Ind. Courts - IndyStar editorial against Marion County trial judge selection system

And of course the Star's editorial writers are far from the first to criticize the Marion County system. Most recently, Justice Ted Boehm, in his Sept. 30 , 2010 retirement speech, said:

[I]n some parts of the state we have systems of judicial selection that work well, but in Marion county, for example, we have a scheme that purports to place the selection in the hands of the voters, but in practical effect leaves it under the control of a few party officials. There are several pernicious results, not the least of which is the judges become a vehicle for raising funds for political parties. Despite widespread derision, even ridicule of this system, few in government have the will to challenge it.
The first half of today's Star editorial points out Marion County traffic court judge Bill Young's faults, ending with:
His abuse of power has been so blatant that the General Assembly this year even passed a law specifically aimed at Young's practice of imposing heavy fines on drivers who came to court to fight traffic tickets.
The editorial continues:
Yet, the bigger outrage isn't Young's misbehavior. It's an electoral process that protects judges such as Young from voters' scrutiny.

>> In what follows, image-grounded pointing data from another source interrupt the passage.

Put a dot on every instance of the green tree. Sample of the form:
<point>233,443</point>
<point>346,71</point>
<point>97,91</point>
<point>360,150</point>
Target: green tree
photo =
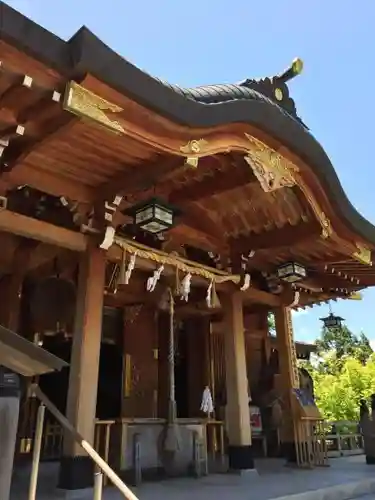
<point>343,343</point>
<point>338,391</point>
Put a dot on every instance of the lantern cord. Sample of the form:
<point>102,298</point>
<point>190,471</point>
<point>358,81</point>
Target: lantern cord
<point>172,439</point>
<point>56,271</point>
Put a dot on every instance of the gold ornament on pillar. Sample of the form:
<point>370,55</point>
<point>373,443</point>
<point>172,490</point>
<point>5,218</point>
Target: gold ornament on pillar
<point>122,273</point>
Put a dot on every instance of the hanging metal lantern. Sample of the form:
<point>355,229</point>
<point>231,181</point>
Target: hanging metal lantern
<point>153,215</point>
<point>53,304</point>
<point>332,321</point>
<point>291,272</point>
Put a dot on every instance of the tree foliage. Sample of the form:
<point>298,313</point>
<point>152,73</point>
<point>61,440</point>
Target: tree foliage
<point>344,343</point>
<point>343,373</point>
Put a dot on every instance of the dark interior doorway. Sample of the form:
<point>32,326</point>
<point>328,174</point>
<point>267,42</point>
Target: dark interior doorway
<point>55,385</point>
<point>181,371</point>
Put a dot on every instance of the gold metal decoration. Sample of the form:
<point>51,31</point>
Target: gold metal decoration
<point>327,230</point>
<point>192,149</point>
<point>297,66</point>
<point>272,170</point>
<point>127,375</point>
<point>292,348</point>
<point>84,103</point>
<point>279,94</point>
<point>326,225</point>
<point>363,254</point>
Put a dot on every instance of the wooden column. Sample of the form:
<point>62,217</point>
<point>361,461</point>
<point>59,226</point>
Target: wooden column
<point>237,411</point>
<point>76,468</point>
<point>11,286</point>
<point>289,377</point>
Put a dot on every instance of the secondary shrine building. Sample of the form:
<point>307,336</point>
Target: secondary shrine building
<point>148,231</point>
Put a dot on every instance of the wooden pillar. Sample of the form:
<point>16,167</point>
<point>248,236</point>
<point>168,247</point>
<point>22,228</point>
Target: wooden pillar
<point>237,411</point>
<point>76,468</point>
<point>11,286</point>
<point>289,378</point>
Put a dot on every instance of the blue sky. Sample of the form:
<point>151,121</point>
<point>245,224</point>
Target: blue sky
<point>215,41</point>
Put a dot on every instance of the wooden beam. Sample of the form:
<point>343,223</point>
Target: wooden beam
<point>131,179</point>
<point>28,227</point>
<point>285,236</point>
<point>211,185</point>
<point>251,295</point>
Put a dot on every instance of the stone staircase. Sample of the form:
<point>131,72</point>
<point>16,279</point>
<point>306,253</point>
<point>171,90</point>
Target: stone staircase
<point>347,479</point>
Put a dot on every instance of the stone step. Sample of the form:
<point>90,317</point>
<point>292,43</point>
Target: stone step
<point>361,490</point>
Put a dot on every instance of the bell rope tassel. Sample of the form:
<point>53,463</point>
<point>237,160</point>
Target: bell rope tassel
<point>130,268</point>
<point>296,299</point>
<point>207,405</point>
<point>122,273</point>
<point>209,294</point>
<point>246,283</point>
<point>185,287</point>
<point>153,280</point>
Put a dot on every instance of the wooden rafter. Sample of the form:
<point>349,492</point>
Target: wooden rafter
<point>276,238</point>
<point>132,180</point>
<point>42,231</point>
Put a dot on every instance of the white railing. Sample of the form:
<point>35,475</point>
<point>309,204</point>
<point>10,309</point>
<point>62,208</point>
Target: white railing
<point>343,439</point>
<point>102,466</point>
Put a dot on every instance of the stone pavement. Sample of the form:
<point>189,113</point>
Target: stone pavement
<point>347,478</point>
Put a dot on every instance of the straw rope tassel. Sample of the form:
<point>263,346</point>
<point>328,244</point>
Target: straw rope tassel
<point>122,273</point>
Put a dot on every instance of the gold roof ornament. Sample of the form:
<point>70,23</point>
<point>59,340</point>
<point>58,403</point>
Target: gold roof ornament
<point>294,70</point>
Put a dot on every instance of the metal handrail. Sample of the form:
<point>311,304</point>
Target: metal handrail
<point>101,464</point>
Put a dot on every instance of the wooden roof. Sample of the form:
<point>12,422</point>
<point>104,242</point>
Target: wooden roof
<point>79,122</point>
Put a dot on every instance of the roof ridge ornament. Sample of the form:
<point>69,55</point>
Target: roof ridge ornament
<point>276,88</point>
<point>272,169</point>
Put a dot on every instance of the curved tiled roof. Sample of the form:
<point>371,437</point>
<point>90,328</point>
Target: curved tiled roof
<point>220,93</point>
<point>197,108</point>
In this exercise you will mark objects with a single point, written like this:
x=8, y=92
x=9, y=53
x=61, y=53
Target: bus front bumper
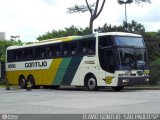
x=130, y=81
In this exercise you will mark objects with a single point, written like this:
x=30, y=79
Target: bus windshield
x=133, y=58
x=129, y=41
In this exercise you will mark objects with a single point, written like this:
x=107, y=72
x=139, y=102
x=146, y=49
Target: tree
x=92, y=8
x=125, y=2
x=121, y=2
x=133, y=27
x=63, y=33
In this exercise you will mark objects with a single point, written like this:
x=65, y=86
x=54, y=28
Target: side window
x=58, y=50
x=28, y=53
x=87, y=47
x=105, y=41
x=74, y=48
x=51, y=51
x=10, y=56
x=66, y=49
x=83, y=47
x=91, y=46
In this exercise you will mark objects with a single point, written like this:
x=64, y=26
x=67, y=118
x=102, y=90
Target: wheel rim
x=92, y=83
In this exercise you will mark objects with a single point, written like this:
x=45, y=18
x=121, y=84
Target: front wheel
x=91, y=83
x=118, y=88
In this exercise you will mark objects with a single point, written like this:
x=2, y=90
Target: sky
x=31, y=18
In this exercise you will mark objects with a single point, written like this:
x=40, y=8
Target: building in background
x=2, y=35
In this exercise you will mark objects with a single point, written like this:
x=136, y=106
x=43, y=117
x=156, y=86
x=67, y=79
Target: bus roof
x=119, y=34
x=70, y=38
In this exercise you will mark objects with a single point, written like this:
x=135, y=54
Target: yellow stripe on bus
x=42, y=77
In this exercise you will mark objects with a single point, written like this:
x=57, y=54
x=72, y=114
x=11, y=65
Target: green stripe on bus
x=71, y=70
x=61, y=71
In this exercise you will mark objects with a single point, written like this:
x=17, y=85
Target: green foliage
x=133, y=27
x=155, y=71
x=63, y=33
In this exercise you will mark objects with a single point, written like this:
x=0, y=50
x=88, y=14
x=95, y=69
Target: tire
x=118, y=88
x=22, y=82
x=91, y=83
x=32, y=81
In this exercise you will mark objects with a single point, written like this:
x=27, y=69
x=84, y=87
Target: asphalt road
x=78, y=101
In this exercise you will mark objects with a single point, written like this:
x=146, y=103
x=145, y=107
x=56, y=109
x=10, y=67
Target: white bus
x=112, y=59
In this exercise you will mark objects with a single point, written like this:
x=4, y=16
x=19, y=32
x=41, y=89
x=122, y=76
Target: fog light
x=147, y=80
x=125, y=81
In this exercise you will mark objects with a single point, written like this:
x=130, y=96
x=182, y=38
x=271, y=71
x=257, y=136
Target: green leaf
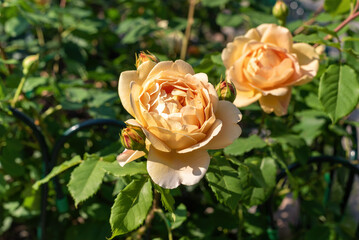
x=297, y=144
x=180, y=215
x=337, y=7
x=166, y=198
x=268, y=170
x=57, y=170
x=243, y=145
x=257, y=177
x=226, y=182
x=16, y=26
x=339, y=91
x=86, y=179
x=214, y=3
x=229, y=20
x=131, y=207
x=130, y=169
x=34, y=82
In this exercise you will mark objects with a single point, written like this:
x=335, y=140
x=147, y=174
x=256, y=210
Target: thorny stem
x=354, y=14
x=40, y=36
x=240, y=219
x=63, y=3
x=18, y=91
x=192, y=4
x=162, y=215
x=142, y=230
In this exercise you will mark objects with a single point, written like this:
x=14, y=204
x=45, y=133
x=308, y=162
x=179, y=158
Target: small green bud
x=280, y=11
x=144, y=57
x=226, y=91
x=133, y=138
x=30, y=64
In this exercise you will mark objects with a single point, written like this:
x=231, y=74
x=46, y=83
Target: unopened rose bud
x=30, y=64
x=144, y=57
x=133, y=138
x=280, y=11
x=226, y=91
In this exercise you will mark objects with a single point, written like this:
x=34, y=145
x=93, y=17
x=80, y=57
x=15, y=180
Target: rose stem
x=192, y=4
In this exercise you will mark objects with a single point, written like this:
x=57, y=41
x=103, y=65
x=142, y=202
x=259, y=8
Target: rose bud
x=30, y=64
x=133, y=138
x=226, y=91
x=144, y=57
x=280, y=11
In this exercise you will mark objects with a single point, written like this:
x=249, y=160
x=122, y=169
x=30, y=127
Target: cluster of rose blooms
x=178, y=115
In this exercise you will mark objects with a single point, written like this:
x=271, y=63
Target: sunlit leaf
x=339, y=91
x=86, y=179
x=57, y=170
x=131, y=207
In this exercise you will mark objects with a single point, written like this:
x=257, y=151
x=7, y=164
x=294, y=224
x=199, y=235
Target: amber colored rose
x=264, y=64
x=181, y=116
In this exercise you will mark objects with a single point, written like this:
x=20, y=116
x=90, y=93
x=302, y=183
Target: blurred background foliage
x=84, y=45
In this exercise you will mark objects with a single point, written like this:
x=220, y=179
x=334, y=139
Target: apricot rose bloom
x=264, y=64
x=181, y=116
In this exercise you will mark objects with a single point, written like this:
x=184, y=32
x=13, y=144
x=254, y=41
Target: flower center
x=266, y=67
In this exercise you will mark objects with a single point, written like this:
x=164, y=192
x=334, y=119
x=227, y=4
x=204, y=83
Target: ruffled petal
x=276, y=104
x=246, y=98
x=124, y=89
x=183, y=67
x=308, y=60
x=169, y=170
x=156, y=142
x=210, y=134
x=230, y=116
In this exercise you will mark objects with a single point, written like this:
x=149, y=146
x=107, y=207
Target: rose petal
x=134, y=96
x=172, y=139
x=143, y=70
x=253, y=34
x=183, y=67
x=161, y=66
x=124, y=89
x=308, y=60
x=169, y=170
x=128, y=156
x=230, y=116
x=157, y=143
x=244, y=98
x=276, y=92
x=276, y=104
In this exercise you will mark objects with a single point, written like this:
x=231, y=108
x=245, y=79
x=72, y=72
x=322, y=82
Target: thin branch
x=190, y=20
x=310, y=21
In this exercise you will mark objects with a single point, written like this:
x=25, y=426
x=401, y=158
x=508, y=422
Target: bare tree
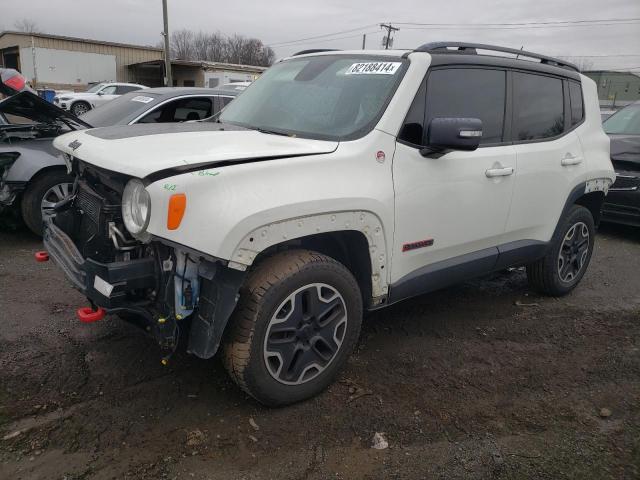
x=26, y=25
x=182, y=44
x=215, y=47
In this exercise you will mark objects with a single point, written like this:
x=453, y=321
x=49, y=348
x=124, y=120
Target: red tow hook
x=42, y=256
x=89, y=315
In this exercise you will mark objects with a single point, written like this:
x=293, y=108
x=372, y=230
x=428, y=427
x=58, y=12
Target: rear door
x=549, y=154
x=105, y=95
x=451, y=207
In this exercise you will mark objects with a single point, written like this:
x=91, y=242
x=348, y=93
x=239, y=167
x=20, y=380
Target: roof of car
x=173, y=91
x=460, y=57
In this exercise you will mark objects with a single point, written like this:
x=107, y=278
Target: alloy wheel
x=55, y=194
x=305, y=334
x=573, y=252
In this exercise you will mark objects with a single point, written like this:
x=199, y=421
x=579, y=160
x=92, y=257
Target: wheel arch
x=354, y=238
x=593, y=202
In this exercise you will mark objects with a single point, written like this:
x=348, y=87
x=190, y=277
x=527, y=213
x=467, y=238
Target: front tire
x=80, y=108
x=566, y=262
x=41, y=195
x=297, y=322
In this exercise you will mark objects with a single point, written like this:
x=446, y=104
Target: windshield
x=95, y=88
x=329, y=97
x=121, y=110
x=624, y=122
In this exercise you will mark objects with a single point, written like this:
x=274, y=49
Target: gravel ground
x=484, y=380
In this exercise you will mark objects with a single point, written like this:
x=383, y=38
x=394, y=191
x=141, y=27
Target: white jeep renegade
x=339, y=182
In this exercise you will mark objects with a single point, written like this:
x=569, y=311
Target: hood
x=11, y=81
x=172, y=148
x=75, y=95
x=625, y=148
x=28, y=105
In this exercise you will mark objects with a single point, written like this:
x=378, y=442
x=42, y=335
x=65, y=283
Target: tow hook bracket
x=89, y=315
x=42, y=256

Marion County has a bizarre system in which judicial candidates who are slated by the major political parties are all but assured victory in the general election. The system essentially guarantees that party insiders, not voters, get to select who serves on the bench in Marion County.

Defenders of the system insist that it provides the best of the alternatives: Candidates are screened by the parties before they reach the ballot, but voters get the final say.

Yet, officials such as Young and Grant Hawkins, a Marion County Superior Court judge who was suspended last year for mishandling a rape case, are largely shielded from public accountability for their actions.

As it stands, Young may well have deserved a stiffer penalty for what Indiana University School of Law-Indianapolis Professor Joel Schumm described as "repeated and flagrant'' misconduct. For sure, the public deserves a system that takes power out of the hands of party insiders and puts it with the voters.